Couples, a clear favorite of the fans in attendance, was a birdie machine all day with three in his first six holes, three straight on holes 9, 10 and 11 and one more on 16. The 2017 AmFam Champion battled through three preventable bogeys---one on the par-4 15th hole---to finish with a 4-under 68.
“I think I could go play where I was on 15 a thousand times and maybe bogey it once and I happened to bogey it today just because I was in a groove and I thought it was not a difficult shot,” Couples said. “Other than that, it was a good round. Bogeyed 17, mis-clubbed a shot, made a good bogey, two-putted from 100 feet. But I made my share of putts, I made a lot of putts.”

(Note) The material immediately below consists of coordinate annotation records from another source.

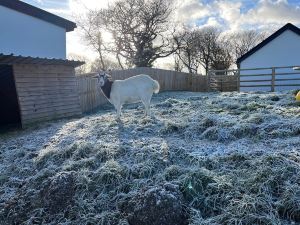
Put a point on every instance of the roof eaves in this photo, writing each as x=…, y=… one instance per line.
x=288, y=26
x=13, y=59
x=33, y=11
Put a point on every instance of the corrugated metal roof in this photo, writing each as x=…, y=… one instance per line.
x=38, y=13
x=288, y=26
x=12, y=59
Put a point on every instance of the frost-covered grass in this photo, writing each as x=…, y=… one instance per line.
x=204, y=158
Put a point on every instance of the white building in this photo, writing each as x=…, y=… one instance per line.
x=281, y=49
x=30, y=31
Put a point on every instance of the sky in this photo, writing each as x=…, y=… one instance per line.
x=228, y=15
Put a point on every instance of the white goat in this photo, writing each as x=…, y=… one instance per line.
x=131, y=90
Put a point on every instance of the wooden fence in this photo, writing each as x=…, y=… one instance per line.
x=91, y=97
x=259, y=79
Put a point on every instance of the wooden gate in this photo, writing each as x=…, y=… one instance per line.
x=223, y=80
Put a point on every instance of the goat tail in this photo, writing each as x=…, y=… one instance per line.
x=156, y=86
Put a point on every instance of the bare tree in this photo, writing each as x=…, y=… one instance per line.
x=188, y=51
x=178, y=65
x=241, y=42
x=80, y=69
x=110, y=65
x=221, y=58
x=140, y=30
x=92, y=27
x=208, y=46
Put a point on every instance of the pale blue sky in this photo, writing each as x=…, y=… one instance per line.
x=229, y=15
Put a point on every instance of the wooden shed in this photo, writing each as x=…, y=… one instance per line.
x=37, y=89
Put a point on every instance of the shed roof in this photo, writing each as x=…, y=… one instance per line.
x=12, y=59
x=30, y=10
x=288, y=26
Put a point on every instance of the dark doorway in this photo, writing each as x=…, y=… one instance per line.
x=9, y=107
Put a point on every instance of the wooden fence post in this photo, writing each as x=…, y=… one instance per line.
x=208, y=81
x=273, y=80
x=238, y=80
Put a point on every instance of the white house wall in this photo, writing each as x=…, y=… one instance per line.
x=28, y=36
x=284, y=50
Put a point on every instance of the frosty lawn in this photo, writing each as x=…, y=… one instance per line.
x=205, y=158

With Miguel Angel-Jimenez and Jerry Kelly out in front at seven-under-par and five-under-par respectively, Furyk and Couples will enter Saturday T-3 at -4 and Stricker at T-14 at -2.
Even despite the condition of the course and the golf itself, though, the story of the day for both the fans and the golfers was the weather.

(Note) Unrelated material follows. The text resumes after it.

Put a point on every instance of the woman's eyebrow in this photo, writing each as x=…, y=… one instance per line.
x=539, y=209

“Well, you know, to be honest with you, if we did this for another month or so, it wouldn't be a problem, but it's like our first tournament with humid and hot heat. It will whip you,” Couples said. “No, I'm not going to die. I mean, I hope not. But again, it's the first day. Last week I played in Des Moines, it was a little warm but nothing like this. You just get drenched on the range. There's no wind, so it's just hot. Hate to use the word, it's a challenge, but it's not an easy day to keep thinking and keep fresh.”

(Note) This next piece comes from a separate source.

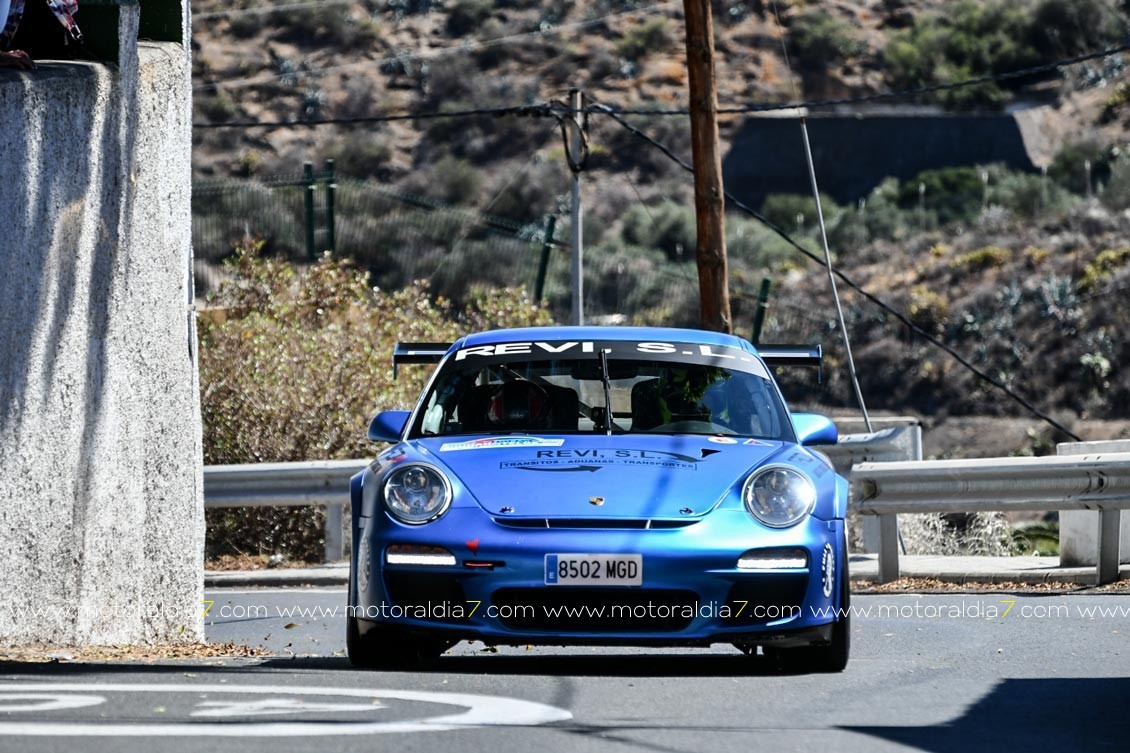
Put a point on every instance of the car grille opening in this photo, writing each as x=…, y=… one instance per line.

Wisconsin native Stricker echoed Couples’ statement.
“Oh, is it hot. Yeah, this is August weather in Wisconsin. Like on 18 there with all the stands around there, there's no breeze whatsoever, so it was very hot at times. Then the wind would kick up and you'd be like, wow, like the air conditioning unit turned on. It was extremely hot. I thought it was a great crowd considering the conditions.”
The three will tee it up again tomorrow, look to rise up the leaderboard and gain ground after tournament leader Angel-Jimenez’s opening round 7-under 65.